Porcelaine est une série qui fait envie cinq cents pages, je l’ai lue d’un trait. Si l’histoire est prévisible malgré certaines surprises, les relations entre les personnages, l’intrigue, c’est prenant. Le dessin se bonifie avec les épisodes, à lire d’urgence.

Je connaissais Médée de nom, mais je ne connaissais pas son histoire. Force est de constater qu’on a tendance à éloigner les femmes des récits de mythologie dans les livres pour les gamins. En effet, j’ai beaucoup lu de mythologie et en fait la part belle est faite aux hommes. Il faut dire que Médée a été l’épouse de Jason ainsi que d’Égée, père de Thésée, de quoi facilement l’éclipser. Et pourtant.

Médée, savante, sorcière, est surtout une femme qui réfléchit, une femme indépendante. Le parti pris de la bande dessinée est intéressant, ce n’est pas la première fois qu’on le voit, comme dans le film Troie par exemple. Il s’agit de « déconnecter » le récit du surnaturel et des Dieux grecs. Tout est expliqué de façon cartésienne. Les taureaux qui gardent la toison d’or n’ont rien d’extraordinaire, tout comme la toison est un ouvrage. En procédant de cette manière, on renforce l’intelligence de Médée. Indéniablement, on peut voir dans le personnage de Médée, un personnage féministe qui va jusqu’à assassiner pour protéger ses intérêts et ceux de son mari. De la même manière, Jason n’a rien d’héroïque, tout comme les hommes qu’elle est amenée à croiser. Une histoire passionnante qui permet de revisiter une mythologie vue par les héros à travers la vie d’une femme qui a fait des choix difficiles, mais résolus.

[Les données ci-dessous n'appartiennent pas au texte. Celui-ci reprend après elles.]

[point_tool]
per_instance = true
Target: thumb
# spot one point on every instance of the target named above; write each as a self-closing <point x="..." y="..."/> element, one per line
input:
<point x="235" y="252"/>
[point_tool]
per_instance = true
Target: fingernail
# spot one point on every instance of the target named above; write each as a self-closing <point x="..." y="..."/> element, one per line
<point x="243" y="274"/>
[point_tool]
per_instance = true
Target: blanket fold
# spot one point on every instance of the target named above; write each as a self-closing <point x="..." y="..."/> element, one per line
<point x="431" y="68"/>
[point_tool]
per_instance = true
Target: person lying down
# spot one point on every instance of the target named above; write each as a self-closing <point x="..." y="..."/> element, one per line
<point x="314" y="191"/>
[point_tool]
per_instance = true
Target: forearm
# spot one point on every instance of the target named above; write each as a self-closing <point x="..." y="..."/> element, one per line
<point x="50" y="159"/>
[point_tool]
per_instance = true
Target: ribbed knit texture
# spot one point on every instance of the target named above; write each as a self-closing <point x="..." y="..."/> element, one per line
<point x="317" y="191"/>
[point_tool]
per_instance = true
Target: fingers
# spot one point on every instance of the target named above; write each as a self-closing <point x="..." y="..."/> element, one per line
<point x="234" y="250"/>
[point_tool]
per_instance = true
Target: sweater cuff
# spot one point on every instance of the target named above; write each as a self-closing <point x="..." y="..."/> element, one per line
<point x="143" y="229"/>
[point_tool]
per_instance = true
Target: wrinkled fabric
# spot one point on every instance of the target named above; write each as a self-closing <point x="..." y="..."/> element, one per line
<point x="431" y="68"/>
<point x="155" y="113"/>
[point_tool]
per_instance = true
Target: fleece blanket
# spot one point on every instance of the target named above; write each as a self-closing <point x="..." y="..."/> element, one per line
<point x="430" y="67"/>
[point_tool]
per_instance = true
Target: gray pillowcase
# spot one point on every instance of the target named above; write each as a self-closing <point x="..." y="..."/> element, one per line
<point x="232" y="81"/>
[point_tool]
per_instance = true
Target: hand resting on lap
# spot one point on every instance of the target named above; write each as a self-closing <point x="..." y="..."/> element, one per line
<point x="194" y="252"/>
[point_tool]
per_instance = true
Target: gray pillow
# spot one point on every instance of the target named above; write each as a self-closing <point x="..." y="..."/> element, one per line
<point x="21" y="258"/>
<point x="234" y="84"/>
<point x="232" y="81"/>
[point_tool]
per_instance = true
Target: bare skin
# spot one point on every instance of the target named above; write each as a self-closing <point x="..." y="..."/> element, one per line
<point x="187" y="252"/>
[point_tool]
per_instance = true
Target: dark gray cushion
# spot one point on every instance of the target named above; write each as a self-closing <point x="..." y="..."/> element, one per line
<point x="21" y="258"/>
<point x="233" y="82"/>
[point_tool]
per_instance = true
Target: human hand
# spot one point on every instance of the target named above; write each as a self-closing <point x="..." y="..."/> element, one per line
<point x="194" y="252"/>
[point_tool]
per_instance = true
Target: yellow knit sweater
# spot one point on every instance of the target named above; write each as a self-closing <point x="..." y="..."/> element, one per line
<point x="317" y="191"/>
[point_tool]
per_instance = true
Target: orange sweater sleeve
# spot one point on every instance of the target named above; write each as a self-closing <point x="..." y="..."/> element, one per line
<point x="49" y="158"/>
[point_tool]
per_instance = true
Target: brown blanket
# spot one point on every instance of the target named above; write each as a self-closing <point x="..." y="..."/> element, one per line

Rapaces est une bande dessinée qu’on retiendra davantage pour son dessin que pour son histoire. Aux commandes en effet, Marini, à qui l’on doit le scorpion ou les aigles de Rome. On pouvait attendre mieux avec Jean Dufaux, scénariste chevronné de la bande dessinée franco-belge. L’histoire démarrait pourtant bien. De nos jours, une série de meurtres avec pour point commun une aiguille plantée derrière l’oreille, la victime vidée de son sang. Il apparaît qu’il s’agit de vampires dont la race s’est affaiblie avec les années. Les meurtriers sont un couple de vampires qui ont gardé la force originelle de l’espèce et qui se vengent.

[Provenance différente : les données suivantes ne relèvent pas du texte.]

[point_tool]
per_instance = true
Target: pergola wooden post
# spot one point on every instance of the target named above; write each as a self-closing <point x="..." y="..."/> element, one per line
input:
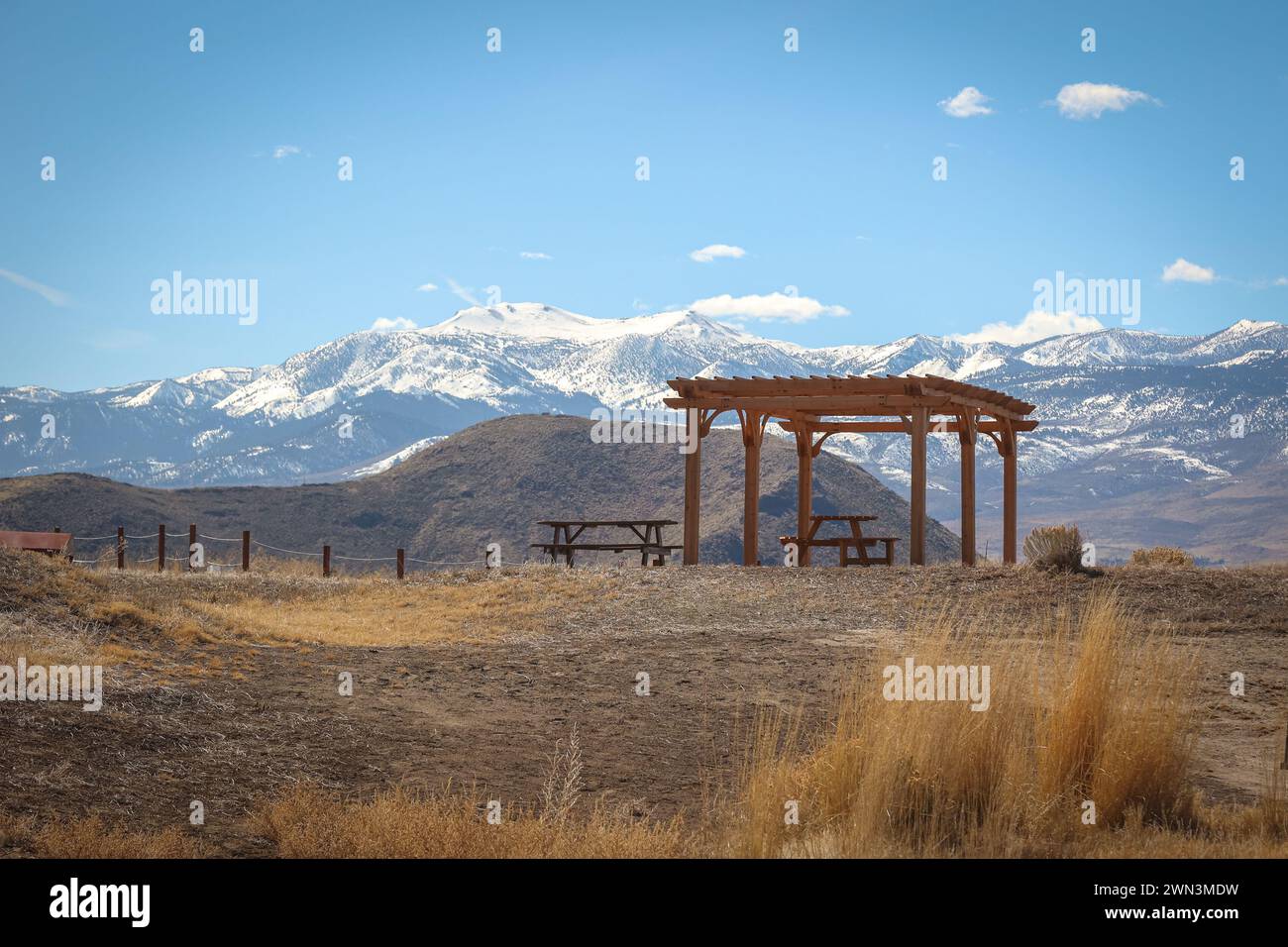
<point x="692" y="483"/>
<point x="804" y="488"/>
<point x="752" y="436"/>
<point x="917" y="500"/>
<point x="966" y="436"/>
<point x="1006" y="445"/>
<point x="833" y="405"/>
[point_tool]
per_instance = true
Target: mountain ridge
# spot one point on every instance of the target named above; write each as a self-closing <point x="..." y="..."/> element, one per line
<point x="1122" y="410"/>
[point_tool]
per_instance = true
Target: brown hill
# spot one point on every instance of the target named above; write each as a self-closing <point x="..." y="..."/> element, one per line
<point x="487" y="483"/>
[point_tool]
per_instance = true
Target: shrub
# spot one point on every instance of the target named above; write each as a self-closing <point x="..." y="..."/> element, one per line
<point x="1162" y="556"/>
<point x="1057" y="548"/>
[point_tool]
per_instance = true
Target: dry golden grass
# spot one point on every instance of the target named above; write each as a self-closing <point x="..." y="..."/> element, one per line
<point x="1162" y="556"/>
<point x="373" y="613"/>
<point x="307" y="823"/>
<point x="1086" y="711"/>
<point x="399" y="823"/>
<point x="1057" y="548"/>
<point x="91" y="838"/>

L’enquête va être menée par la très jolie inspectrice Lenore. Elle va se rendre compte que les vampires sont de partout, y compris dans sa famille, et se laisser séduire par les deux dissidents. Un dessin magnifique et une histoire pas forcément commune, les bases étaient vraiment bonnes. En effet, en 1998, les vampires ne sont pas à la mode, il faudra attendre 2008 avec Twilight au cinéma pour remettre les vampires au sommet de l’affiche. Malheureusement, la bande dessinée fait dans la facilité, préférant privilégier les planches de sexualité et de violence au détriment d’un scénario qui méritait mieux.

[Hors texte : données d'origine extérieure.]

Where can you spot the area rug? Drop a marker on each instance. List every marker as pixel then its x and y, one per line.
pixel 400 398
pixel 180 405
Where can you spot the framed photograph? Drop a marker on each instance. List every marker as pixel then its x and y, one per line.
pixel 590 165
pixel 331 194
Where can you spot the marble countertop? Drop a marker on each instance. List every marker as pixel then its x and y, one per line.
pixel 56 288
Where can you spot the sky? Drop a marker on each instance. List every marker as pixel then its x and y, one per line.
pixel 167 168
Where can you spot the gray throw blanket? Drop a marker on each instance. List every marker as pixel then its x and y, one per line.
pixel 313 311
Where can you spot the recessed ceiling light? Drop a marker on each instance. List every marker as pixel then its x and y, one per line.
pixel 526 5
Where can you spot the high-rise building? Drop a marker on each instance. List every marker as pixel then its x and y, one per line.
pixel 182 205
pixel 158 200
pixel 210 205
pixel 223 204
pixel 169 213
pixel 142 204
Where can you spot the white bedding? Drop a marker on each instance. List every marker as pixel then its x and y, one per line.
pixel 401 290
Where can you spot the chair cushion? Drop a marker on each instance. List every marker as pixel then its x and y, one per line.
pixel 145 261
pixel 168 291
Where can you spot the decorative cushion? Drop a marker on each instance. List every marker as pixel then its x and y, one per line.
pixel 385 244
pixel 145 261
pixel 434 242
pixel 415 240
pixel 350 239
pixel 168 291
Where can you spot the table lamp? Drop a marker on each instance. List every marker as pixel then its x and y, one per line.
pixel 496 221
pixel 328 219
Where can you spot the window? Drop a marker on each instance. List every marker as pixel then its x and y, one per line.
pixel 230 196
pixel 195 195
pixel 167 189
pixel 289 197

Naja est une série de Jean-David Morvan, finie en cinq tomes. Je précise souvent quand Morvan est au scénario, car il est souvent l’auteur de séries particulièrement violentes. Naja, est une tueuse professionnelle, elle est la troisième dans une organisation dont elle ne sait rien. Elle sait qu’elle est dirigée par zéro, le chef de l’organisation, elle ne l’a jamais rencontrée. La jeune femme ne ressent pas la douleur, elle la cherche même, au point d’y trouver un plaisir masochiste. Alors qu’elle est une véritable machine à tuer, elle se fait surprendre un soir dans son appartement. L’homme qui parvient à la maîtriser sans trop de difficultés, lui dit que le numéro 1 cherche à la tuer. La narration est assez extraordinaire, surprenante avec un dessin très épuré proche du manga. Le découpage temporel n’est pas sans faire penser à Pulp Fiction. On va osciller, en effet, entre temps présent, passé de Naja, tueur numéro 1, forcément le numéro 2 et bien sûr ce fameux étranger qui met la pagaille entre les tueurs.

Le travail réalisé sur les personnages est intéressant. Quand numéro 1 est un homme aussi sympathique que Naja est froide, numéro 2 est un psychopathe. Chaque voyage de Naja est l’occasion d’avoir ses commentaires sur le pays et ses habitants qu’elle déteste. Malgré le contexte violent, souvent dramatique, sordide, on se prête à sourire. Excellente bande dessinée à ne pas mettre dans toutes les mains.